*

  • oğuz atay'ın ölümünün 25. yılı nedeniyle anımsanan söz. yazarın kendisine aittir.
  • demiryolu hikayecileri'nin son cumlesi. her okudugumda icimi acitiyor nedese:

    "bir mektup yazmak istiyordum, ama adres bilmiyordum. yani hiçbir adres bilmiyordum. bana inanmazlardı, bunun için utanıyordum. bana herhangi bir adres söyler misiniz? diyemezdim. oysa herhangi bir adres yeterliydi benim için. bir zorluk daha vardı o zamanlar. şimdi de var -yani bir süre geçtiği halde- kendi adresimi de bu mektupta yazmak sorunu beni düşündürüyor.

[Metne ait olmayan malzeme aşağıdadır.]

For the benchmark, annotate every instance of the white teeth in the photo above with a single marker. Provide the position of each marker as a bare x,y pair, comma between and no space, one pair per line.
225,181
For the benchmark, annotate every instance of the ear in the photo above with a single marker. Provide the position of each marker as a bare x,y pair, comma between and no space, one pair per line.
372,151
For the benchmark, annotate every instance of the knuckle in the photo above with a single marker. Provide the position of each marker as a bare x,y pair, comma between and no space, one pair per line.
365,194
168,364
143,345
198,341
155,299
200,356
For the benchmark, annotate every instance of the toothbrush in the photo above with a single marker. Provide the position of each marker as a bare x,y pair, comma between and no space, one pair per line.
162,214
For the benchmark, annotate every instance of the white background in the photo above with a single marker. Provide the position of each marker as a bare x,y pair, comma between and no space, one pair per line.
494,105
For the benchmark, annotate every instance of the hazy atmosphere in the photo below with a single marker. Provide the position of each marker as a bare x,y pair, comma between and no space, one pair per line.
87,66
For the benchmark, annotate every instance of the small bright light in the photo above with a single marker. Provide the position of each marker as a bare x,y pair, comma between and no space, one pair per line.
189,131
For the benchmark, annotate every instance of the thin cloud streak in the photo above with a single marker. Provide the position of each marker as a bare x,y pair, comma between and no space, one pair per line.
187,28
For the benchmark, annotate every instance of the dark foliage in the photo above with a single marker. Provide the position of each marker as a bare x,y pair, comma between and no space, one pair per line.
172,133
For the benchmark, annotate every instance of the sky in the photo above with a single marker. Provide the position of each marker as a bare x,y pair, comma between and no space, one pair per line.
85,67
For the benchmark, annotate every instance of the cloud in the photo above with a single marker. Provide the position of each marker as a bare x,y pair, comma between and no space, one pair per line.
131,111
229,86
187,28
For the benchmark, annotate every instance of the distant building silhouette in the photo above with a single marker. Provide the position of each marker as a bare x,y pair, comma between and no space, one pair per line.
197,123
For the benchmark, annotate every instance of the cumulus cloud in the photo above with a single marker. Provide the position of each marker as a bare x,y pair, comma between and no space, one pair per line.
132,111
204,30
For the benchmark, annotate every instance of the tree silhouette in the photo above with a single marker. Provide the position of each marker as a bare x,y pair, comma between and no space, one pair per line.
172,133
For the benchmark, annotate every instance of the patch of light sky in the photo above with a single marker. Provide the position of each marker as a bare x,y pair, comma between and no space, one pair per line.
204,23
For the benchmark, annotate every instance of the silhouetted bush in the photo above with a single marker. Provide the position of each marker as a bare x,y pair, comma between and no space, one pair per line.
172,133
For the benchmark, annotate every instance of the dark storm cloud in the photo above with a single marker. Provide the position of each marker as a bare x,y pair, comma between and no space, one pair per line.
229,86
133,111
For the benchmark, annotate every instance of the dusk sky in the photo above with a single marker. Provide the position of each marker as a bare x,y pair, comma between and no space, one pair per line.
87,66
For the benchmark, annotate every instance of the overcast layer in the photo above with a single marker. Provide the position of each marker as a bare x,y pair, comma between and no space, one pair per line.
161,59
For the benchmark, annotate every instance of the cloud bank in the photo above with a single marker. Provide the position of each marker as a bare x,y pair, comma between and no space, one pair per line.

    bu hikayemi, ekspres ya da posta treni artık -belki de sadece belirli bir süre için- geçmediği halde, bir yolunu bularak okuyucularıma -artık müşterim kalmadı- iletebilsem bile, nerede bulunduğumu nasıl anlatacağım? bu sorun da beni düşündürüyor. ama gene de ona yazmak, hep onun için yazmak, ona durmadan anlatmak, nerde olduğumu bildirmek istiyorum.

    ben buradayım sevgili okuyucum,sen neredesin acaba?"
  • (bkz: meydan okumak)
  • bir disconnectus erectus sözü. nesnelere karşı insanlar seçimi.
  • öyküye müdahale etmeyi sevmem ey okuyucu ! bak sırf bu yüzden, bilmem hangi hanın girişinde bir kapıcıyım okuduğun öyküde. ya da soysuz bir koyun tüccarıyım bir rus hikayesinde. sen asla benim farkıma varmazsın. belki de hiç kimseyim. sırf iş, oluş, hareket getiren nesnesiz, mesnetsiz ve gizli öznelli kahramanların şerhlerini imzalıyorum.

    bir elma ağacının en sağlam dalına oturmuş, oradan sana bakmaktayım. aylardan haziran, senin okuduğun öykümle hiç benzeşmiyor zam'an. bir karaltı görünüyor ağacın gölgesinden gayrı. bana benziyor bu adam ve ben diretmekte ısrarlı; ben buradayim sevgili okuyucum sen neredesin acaba ?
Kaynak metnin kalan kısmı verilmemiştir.